Wir haben damals die Rolle der Medien zu wenig beachtet. Ich glaube – und das betrifft vor allem die Jungen –, man muss sich heute mehr denn je kritisch mit den Medien auseinandersetzen. Mit der Frage, wie Internet, Fernsehen, Zeitungen, Filme das öffentliche Bewusstsein formen. Von den Sechzigern zu lernen, heisst dann herauszufinden, warum wir dabei gescheitert sind. Wir hielten uns für kritisch, aber wir waren nicht kritisch genug.

Mat Callahan

Wie half die Musikindustrie, die politischen Hoffnungen der sechziger Jahre zu zerstören? In seinem Buch «The Explosion of Deferred Dreams» geht der Autor und Musiker Mat Callahan (66) von seiner Heimatstadt San Francisco aus, die eine lange widerständige Tradition hat und die damals den «Soundtrack zur Revolution» lieferte. Das Buch räumt mit der herrschenden Love-and-Peace-Erzählung über die sechziger Jahre auf und versucht, aus dem damaligen Scheitern der progressiven Kräfte Lehren für heute zu ziehen.

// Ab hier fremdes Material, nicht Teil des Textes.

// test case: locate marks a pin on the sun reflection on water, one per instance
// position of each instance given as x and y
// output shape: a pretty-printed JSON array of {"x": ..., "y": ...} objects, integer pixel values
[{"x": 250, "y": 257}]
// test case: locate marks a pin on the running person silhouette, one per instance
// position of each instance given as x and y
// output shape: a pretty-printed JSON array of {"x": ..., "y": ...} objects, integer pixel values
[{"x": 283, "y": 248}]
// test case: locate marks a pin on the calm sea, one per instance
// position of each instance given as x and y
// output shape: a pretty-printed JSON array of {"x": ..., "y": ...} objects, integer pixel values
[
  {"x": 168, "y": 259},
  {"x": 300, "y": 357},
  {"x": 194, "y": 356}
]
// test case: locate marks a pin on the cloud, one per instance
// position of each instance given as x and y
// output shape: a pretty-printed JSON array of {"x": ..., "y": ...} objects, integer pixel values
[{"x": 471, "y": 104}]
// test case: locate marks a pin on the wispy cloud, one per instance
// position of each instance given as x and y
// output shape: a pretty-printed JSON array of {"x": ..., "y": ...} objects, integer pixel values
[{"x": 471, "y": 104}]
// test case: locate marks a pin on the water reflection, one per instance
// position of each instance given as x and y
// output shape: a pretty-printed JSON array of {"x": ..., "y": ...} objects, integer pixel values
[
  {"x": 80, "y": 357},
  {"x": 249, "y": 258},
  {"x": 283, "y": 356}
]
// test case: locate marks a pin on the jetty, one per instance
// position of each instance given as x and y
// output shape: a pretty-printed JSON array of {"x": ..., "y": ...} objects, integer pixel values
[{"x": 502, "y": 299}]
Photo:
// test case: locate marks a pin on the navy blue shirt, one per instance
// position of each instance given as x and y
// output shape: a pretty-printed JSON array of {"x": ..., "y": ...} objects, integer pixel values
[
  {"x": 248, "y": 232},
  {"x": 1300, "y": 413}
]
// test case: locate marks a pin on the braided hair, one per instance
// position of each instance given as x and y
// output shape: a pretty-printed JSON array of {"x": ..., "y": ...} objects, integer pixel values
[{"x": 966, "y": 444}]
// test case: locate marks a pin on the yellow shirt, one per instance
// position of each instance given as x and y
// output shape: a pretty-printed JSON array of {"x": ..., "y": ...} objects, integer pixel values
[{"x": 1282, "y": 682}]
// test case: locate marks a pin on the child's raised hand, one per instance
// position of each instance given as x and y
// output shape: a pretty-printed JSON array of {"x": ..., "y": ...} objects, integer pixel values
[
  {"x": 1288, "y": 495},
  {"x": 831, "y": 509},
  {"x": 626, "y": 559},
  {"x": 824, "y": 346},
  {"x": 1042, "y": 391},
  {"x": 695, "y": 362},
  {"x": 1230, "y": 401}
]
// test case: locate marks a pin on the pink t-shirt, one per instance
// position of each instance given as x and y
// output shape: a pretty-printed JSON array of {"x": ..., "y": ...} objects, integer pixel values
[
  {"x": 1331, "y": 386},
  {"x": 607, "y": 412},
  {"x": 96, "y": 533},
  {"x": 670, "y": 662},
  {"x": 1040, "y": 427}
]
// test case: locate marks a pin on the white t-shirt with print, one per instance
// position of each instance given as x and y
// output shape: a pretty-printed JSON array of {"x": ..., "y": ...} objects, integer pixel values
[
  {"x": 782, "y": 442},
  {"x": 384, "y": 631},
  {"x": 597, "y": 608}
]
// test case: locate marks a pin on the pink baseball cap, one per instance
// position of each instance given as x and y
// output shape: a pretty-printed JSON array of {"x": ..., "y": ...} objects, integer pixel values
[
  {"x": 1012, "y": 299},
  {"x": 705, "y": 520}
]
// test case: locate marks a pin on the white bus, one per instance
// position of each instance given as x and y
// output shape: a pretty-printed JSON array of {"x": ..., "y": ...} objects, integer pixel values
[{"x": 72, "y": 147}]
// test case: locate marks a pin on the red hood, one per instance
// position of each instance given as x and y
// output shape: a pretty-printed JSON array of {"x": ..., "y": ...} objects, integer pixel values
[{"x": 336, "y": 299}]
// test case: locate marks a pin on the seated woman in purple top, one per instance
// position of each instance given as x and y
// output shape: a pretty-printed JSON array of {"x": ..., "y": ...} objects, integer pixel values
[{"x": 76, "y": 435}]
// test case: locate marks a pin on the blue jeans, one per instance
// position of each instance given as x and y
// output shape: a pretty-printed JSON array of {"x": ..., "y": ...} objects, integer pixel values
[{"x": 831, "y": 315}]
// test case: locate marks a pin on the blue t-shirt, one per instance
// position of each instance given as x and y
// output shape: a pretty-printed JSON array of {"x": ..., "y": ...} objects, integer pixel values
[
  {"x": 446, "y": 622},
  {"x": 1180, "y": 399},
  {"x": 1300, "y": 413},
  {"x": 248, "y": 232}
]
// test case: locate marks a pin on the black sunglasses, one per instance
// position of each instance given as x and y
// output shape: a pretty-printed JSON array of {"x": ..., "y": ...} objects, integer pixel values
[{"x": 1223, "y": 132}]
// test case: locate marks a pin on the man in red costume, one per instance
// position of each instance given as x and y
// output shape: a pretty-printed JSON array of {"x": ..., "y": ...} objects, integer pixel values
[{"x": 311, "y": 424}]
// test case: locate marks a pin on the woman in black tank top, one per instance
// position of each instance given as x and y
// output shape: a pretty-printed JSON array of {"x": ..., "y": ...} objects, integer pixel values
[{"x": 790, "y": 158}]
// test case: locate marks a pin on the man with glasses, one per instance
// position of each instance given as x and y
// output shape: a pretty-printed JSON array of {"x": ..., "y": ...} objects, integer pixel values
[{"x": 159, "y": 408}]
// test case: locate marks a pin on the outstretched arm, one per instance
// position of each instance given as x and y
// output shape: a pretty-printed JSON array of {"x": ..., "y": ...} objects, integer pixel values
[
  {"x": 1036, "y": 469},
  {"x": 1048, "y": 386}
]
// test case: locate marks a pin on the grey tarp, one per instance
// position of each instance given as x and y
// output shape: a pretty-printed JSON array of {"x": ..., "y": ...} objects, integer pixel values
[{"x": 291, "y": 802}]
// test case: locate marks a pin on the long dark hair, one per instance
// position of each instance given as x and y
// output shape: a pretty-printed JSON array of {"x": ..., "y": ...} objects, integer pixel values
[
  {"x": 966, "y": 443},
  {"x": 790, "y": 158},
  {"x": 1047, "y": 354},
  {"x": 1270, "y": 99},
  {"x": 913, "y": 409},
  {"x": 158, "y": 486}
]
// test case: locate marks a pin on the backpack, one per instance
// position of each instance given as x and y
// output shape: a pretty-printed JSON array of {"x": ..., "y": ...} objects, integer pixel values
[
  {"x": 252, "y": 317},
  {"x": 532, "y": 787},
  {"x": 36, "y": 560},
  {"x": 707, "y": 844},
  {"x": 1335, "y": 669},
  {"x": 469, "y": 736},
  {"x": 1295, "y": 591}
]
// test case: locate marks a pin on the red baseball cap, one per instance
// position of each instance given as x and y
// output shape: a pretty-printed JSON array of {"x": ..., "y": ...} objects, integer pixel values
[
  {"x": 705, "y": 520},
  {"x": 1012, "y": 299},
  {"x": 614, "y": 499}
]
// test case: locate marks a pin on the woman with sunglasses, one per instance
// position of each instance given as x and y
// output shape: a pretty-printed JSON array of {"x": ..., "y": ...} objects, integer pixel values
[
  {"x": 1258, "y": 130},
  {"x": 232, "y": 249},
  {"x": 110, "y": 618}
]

Callahan wuchs in San Francisco auf, gründete verschiedene Bands, mit denen er durch Europa und die USA tourte. 1998 zog er in die Schweiz, wo er zehn Jahre lang für das Label COD-Tuxedo als Produzent arbeitete. Seitdem tritt er mit seiner Gitarre in verschiedenen Formationen auf, meist mit seiner Partnerin Yvonne Moore. Aktuell arbeitet er an «Songs of Slavery and Emancipation», einer Sammlung von bis anhin kaum erforschten Liedern US-amerikanischer SklavInnen aus dem 19. Jahrhundert. Ein Film zum Thema sowie eine CD sind in Planung.

Mat Callahan: «The Explosion of Deferred Dreams. Musical Renaissance and Social Revolution in San Francisco, 1965–1975». PM Press. Oakland 2017. 322 Seiten. 30 Franken.